Dans une interview exclusive accordée à PAFO, Ibrahim Coulibaly, Président de la PAFO et de la PROPAC (Plateforme Régionale des Organisations Paysannes d’Afrique), livre un témoignage fort, à la fois personnel et politique, sur l’état de l’agriculture africaine, les injustices systémiques qui freinent son essor, et les voies d’espoir pour les générations futures.
Originaire d’un village malien, Ibrahim Coulibaly incarne le paradoxe africain : un homme qui, bien qu’issu d’une famille instruite grâce aux sacrifices imposés par la colonisation, a choisi délibérément le chemin du travail de la terre. Son père, seul membre de sa famille envoyé de force à l’école coloniale, lui a transmis la possibilité d’une éducation. Mais c’est une image de sécheresse dans les années 70, de famine et de dignité bafouée, qui a éveillé sa vocation profonde : devenir agriculteur.
« J’ai vu ce que la faim faisait aux gens… Cette image ne m’a jamais quitté. »
Contre les attentes sociales et familiales, il tourne le dos à une carrière administrative pour embrasser un métier alors méprisé : celui de paysan. Un choix de résistance, mais aussi de vision. Car au-delà de la terre, Coulibaly a choisi un combat : celui de la reconnaissance et de la dignité des agriculteurs africains.

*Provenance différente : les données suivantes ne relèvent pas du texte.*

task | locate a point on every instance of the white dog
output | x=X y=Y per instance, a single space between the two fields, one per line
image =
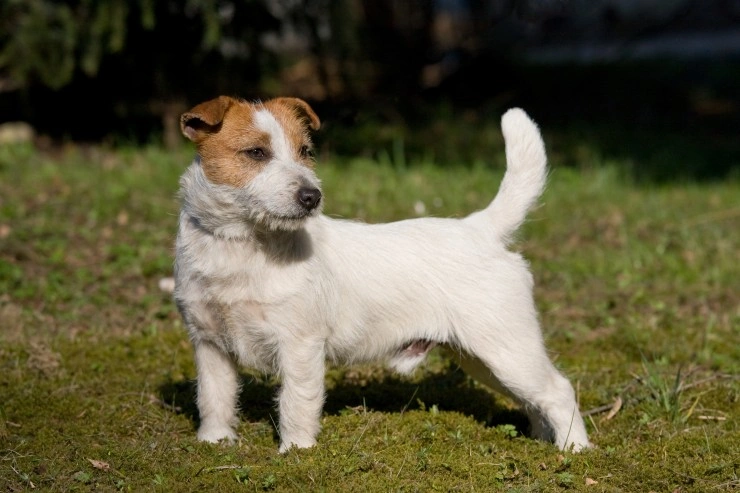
x=264 y=280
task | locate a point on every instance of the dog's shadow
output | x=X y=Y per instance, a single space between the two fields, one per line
x=450 y=390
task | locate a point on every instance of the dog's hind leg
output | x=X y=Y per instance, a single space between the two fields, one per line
x=218 y=388
x=527 y=374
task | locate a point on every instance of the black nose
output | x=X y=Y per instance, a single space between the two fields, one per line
x=309 y=197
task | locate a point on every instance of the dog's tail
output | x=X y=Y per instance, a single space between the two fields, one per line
x=526 y=173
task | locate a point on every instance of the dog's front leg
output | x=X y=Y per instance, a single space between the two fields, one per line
x=218 y=389
x=301 y=396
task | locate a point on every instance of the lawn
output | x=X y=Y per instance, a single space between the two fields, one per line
x=638 y=285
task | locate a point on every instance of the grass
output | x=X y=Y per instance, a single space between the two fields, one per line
x=638 y=286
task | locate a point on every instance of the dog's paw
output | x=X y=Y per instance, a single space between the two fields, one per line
x=215 y=434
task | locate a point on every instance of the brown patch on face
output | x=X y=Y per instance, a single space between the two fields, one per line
x=296 y=117
x=232 y=149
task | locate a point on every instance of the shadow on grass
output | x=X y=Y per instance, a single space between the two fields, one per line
x=448 y=391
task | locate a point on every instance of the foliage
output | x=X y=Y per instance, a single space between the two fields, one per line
x=637 y=285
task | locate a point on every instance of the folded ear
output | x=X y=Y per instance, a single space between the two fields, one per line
x=204 y=118
x=302 y=110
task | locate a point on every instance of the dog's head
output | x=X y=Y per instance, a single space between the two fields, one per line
x=260 y=156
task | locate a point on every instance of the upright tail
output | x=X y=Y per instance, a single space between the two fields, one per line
x=526 y=173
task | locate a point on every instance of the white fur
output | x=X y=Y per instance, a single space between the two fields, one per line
x=264 y=284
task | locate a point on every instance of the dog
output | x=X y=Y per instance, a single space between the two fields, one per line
x=264 y=280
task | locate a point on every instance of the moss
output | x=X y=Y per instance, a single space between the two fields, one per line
x=637 y=287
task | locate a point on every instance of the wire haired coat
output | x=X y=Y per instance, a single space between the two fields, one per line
x=264 y=280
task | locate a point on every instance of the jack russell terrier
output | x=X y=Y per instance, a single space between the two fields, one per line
x=263 y=279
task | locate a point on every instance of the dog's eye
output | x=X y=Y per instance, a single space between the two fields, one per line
x=306 y=152
x=256 y=153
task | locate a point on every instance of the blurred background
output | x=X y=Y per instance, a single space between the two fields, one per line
x=658 y=80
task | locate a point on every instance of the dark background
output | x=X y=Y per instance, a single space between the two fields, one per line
x=658 y=80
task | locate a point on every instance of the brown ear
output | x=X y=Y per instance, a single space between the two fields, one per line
x=204 y=118
x=303 y=110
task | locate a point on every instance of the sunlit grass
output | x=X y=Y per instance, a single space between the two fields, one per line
x=638 y=286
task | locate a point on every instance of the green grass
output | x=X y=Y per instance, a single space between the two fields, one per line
x=638 y=287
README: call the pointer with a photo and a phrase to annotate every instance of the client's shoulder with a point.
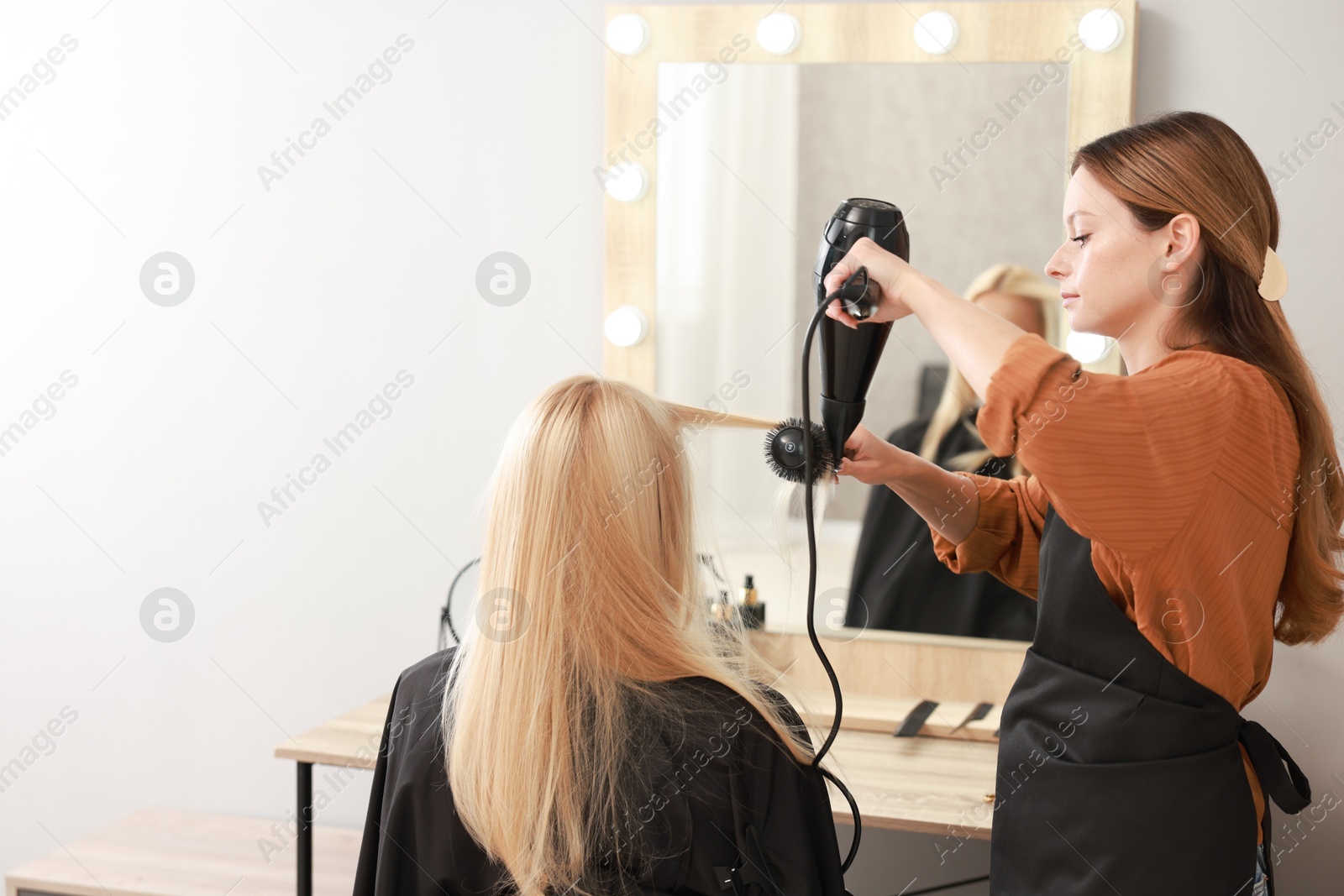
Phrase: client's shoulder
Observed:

Un système hérité de la colonisation qui perdure
Selon lui, l’Afrique n’a jamais réellement rompu avec la colonisation. Les politiques agricoles restent dominées par une logique d’exportation : cacao, café, coton… des cultures destinées à générer des devises, au détriment des cultures vivrières locales qui nourrissent réellement les populations. Résultat : les États investissent massivement dans les cultures de rente, mais très peu dans la souveraineté alimentaire.

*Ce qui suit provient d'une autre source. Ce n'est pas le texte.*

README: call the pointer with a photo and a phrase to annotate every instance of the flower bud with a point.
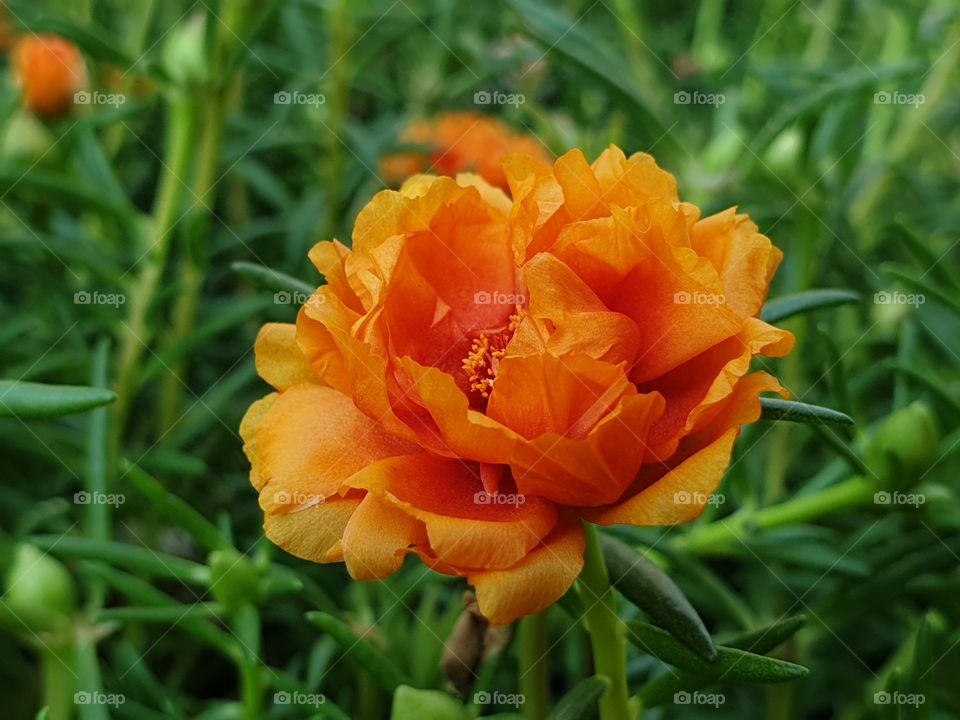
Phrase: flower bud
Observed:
(235, 579)
(38, 588)
(184, 54)
(49, 70)
(902, 447)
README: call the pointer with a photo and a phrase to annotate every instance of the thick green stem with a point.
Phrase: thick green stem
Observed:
(58, 681)
(607, 634)
(534, 679)
(136, 329)
(718, 536)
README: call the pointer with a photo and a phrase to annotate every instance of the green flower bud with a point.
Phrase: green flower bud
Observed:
(235, 579)
(903, 447)
(39, 589)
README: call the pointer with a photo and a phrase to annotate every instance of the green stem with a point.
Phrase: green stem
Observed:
(58, 681)
(607, 635)
(534, 679)
(136, 335)
(718, 536)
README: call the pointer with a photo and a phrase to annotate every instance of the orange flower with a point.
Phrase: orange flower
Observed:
(479, 375)
(460, 142)
(49, 70)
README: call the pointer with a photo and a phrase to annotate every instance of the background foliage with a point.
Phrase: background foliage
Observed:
(185, 609)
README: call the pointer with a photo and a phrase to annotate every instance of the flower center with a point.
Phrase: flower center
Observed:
(486, 351)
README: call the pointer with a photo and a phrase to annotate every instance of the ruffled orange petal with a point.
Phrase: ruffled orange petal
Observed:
(745, 259)
(309, 441)
(278, 359)
(534, 583)
(312, 533)
(465, 526)
(677, 497)
(378, 537)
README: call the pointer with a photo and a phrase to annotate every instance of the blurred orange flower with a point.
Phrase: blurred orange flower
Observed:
(480, 374)
(460, 142)
(49, 70)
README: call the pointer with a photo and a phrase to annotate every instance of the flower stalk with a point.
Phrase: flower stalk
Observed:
(607, 633)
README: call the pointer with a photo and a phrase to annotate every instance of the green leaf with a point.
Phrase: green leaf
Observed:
(732, 664)
(138, 559)
(649, 588)
(177, 511)
(792, 411)
(364, 653)
(166, 614)
(789, 305)
(557, 32)
(581, 700)
(39, 401)
(766, 639)
(413, 704)
(270, 279)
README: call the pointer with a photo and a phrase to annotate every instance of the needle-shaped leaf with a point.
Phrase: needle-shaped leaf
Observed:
(364, 653)
(581, 700)
(269, 279)
(649, 588)
(789, 305)
(39, 401)
(792, 411)
(732, 664)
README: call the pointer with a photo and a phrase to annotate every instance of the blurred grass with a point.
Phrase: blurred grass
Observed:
(859, 193)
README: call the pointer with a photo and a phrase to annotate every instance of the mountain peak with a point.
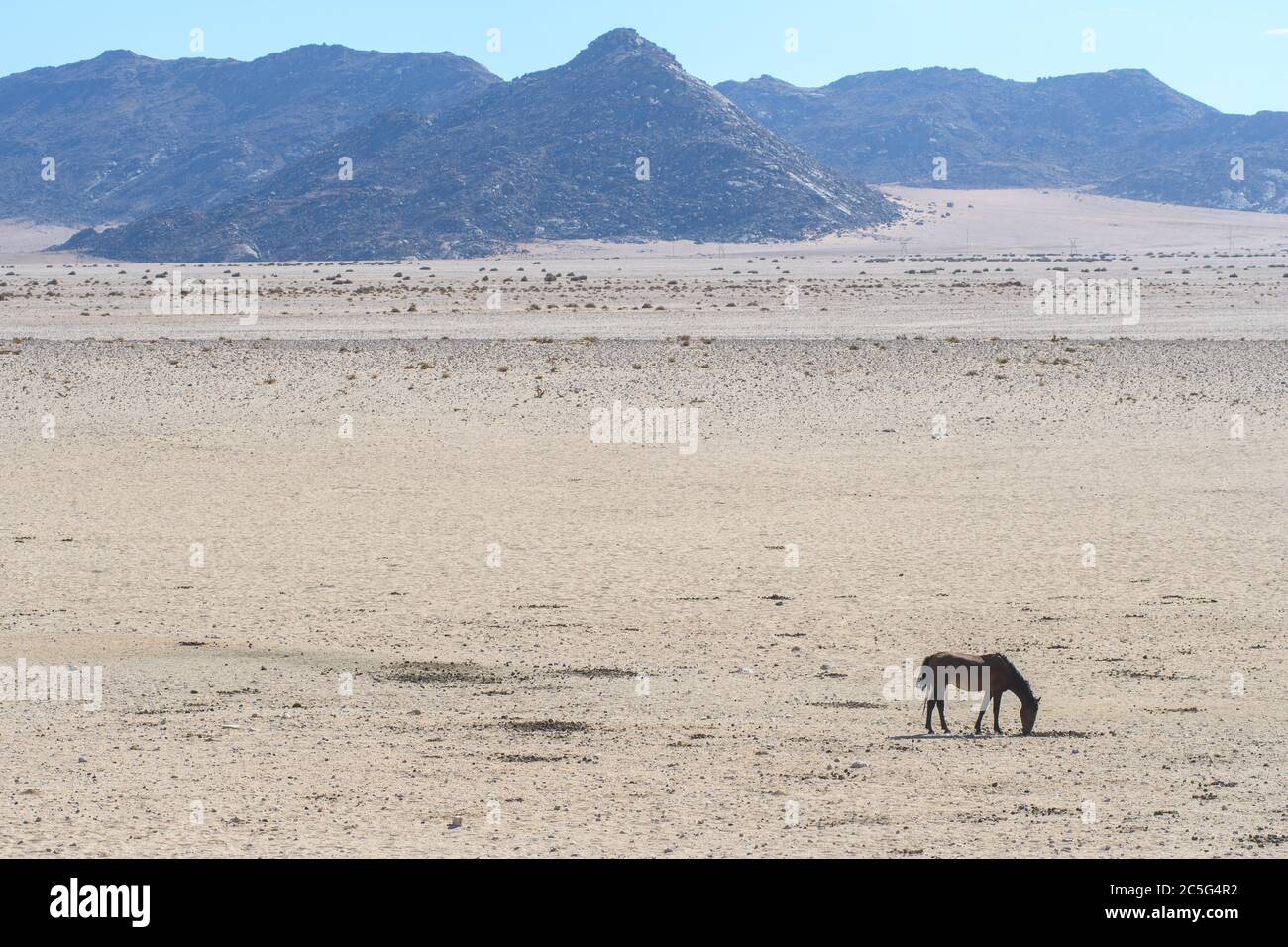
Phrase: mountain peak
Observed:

« On importe du riz bas de gamme pendant que nos producteurs ne peuvent pas vendre leur mil ou leur sorgho. »
Il compare avec admiration la Thaïlande, pays au territoire minuscule, mais qui a su nourrir sa population et exporter grâce à une politique agricole forte, structurée, cohérente. Un modèle que l’Afrique pourrait suivre — si les investissements étaient réellement dirigés vers les producteurs et leurs organisations.
La jeunesse en déshérence, un danger pour le continent
Le Président Coulibaly tire aussi la sonnette d’alarme sur la jeunesse rurale, qui fuit les campagnes en l’absence de perspectives. Sans soutien, elle devient vulnérable à l’exploitation, à l’émigration risquée, ou pire encore, au recrutement par des groupes armés.
« On ne peut pas demander à un jeune d’hériter de la misère de son père. Il
rêve d’autre chose. »Il appelle les décideurs africains à investir d’urgence dans cette jeunesse, avant qu’elle ne devienne une menace pour la stabilité du continent. Pour lui, une véritable politique agricole, décentralisée, transparente et équitable, est une réponse non seulement économique, mais aussi sécuritaire.
Transparence, justice et reconquête démocratique
L’un des messages les plus puissants de l’interview concerne la gestion des ressources publiques. Pour Coulibaly, la corruption endémique est le véritable ennemi du développement agricole.
« Il ne peut pas y avoir de secret autour de ce qui appartient à tous. L’argent public doit être géré avec transparence. » l dénonce la concentration des budgets dans les capitales africaines — jusqu’à 85 % dans certains pays — laissant les zones rurales dans un état d’abandon total. Routes impraticables, absence d’électricité, d’eau potable, d’écoles ou de centres de santé…
Comment espérer que les populations restent dans les villages dans ces conditions ?
Redonner sa noblesse au métier de paysan
Au-delà des chiffres et des politiques, Ibrahim Coulibaly appelle à un changement profond de perception : il faut redonner ses lettres de noblesse au métier de paysan. Il rappelle que malgré tout, les petits producteurs nourrissent plus de 80 % de l’Afrique, sans soutien, sans accès au crédit, et dans un environnement climatique de plus en plus instable.
« On ne peut pas continuer à piétiner ceux qui nous nourrissent. Le paysan africain est la colonne vertébrale du continent. »
Le pouvoir du vote, le pouvoir de changer
Enfin, il exhorte les mouvements paysans à prendre conscience de leur force politique : ils représentent la majorité électorale dans la plupart des pays africains. Leur voix, unie, peut imposer des politiques agricoles cohérentes, équitables, tournées vers les peuples.
Conclusion : Un appel à l’action collective
Cette interview est bien plus qu’un récit personnel : c’est un manifeste. Un appel à lalucidité, à la mobilisation, et à la réappropriation du destin agricole de l’Afrique. Loin du fatalisme, Ibrahim Coulibaly incarne une vision audacieuse, lucide et profondément ancrée dans la réalité des peuples.